Spencer's complaint, filed in the U.S. District Court for New Jersey, accuses Mr. Seidman of scheming with colleagues to seize control of the thrift by influencing its directors and by trying to obtain board seats.
It argues that, under the Savings and Loan Holding Company Act, a mutual savings institution is a special legal entity that exists to benefit the community and therefore cannot be taken over by outside interests.
Mr. Seidman conceded that he has worked toward getting board nominations for other people by trying to collect signatures from Spencer depositors on a petition. However, he also said he does not believe he did anything illegal.
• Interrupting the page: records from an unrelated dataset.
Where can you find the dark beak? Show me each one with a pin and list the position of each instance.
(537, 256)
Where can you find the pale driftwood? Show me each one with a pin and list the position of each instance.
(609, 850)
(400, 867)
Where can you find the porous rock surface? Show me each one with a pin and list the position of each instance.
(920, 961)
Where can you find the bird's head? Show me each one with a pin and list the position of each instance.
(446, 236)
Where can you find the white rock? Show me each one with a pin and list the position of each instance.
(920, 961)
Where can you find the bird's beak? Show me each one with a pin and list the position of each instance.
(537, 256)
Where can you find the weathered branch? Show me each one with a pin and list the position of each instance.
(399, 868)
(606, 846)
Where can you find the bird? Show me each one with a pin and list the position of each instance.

"I thought that's what democracy was," he said.
Mr. Seidman had not heard about the suit until called for a comment about it, and he took the news in stride. "No big deal," he said.
Mr. Seidman is familiar with court battles, having brought numerous lawsuits against banking companies where he is a shareholder. He also has sued Spencer, claiming in a 2004 suit that it breached its fiduciary duty when it changed its bylaws to increase the percentage of members needed to nominate a candidate for the board after he decided to run for a board seat.
The suit also accuses Spencer of corporate waste for paying for Mr. Guerrero to attend a board retreat in Spain. A judge has yet to issue a ruling in the case.
Mr. Seidman also is involved in proxy fights with two other New Jersey companies: Yardville National Bancorp in Hamilton and Center Bancorp Inc. in Union.
Spencer's complaint cites his long history of shareholder activism, saying 16 of the 17 thrifts in which he has invested since 1989 decided to sell themselves within two years of his initial involvement. (The most recent example on the list is First Federal Bancshares Inc. of Colchester, Ill. It agreed in November to sell itself to Heartland Bancorp Inc. in Bloomington for about $28.6 million in cash.)
The complaint accuses Mr. Seidman of orchestrating "wolfpack tactics" with other investors to antagonize companies until he gets his way.
"Mr. Seidman may have been successful in the past in the use of his confederates to acquire control of public stock companies, but these are not tactics which the law permits to be used against mutual institutions like Spencer," Mr. Guerrero said in the press release.
A spokesman said Mr. Guerrero would not comment beyond the press release and referred questions to Spencer's attorneys.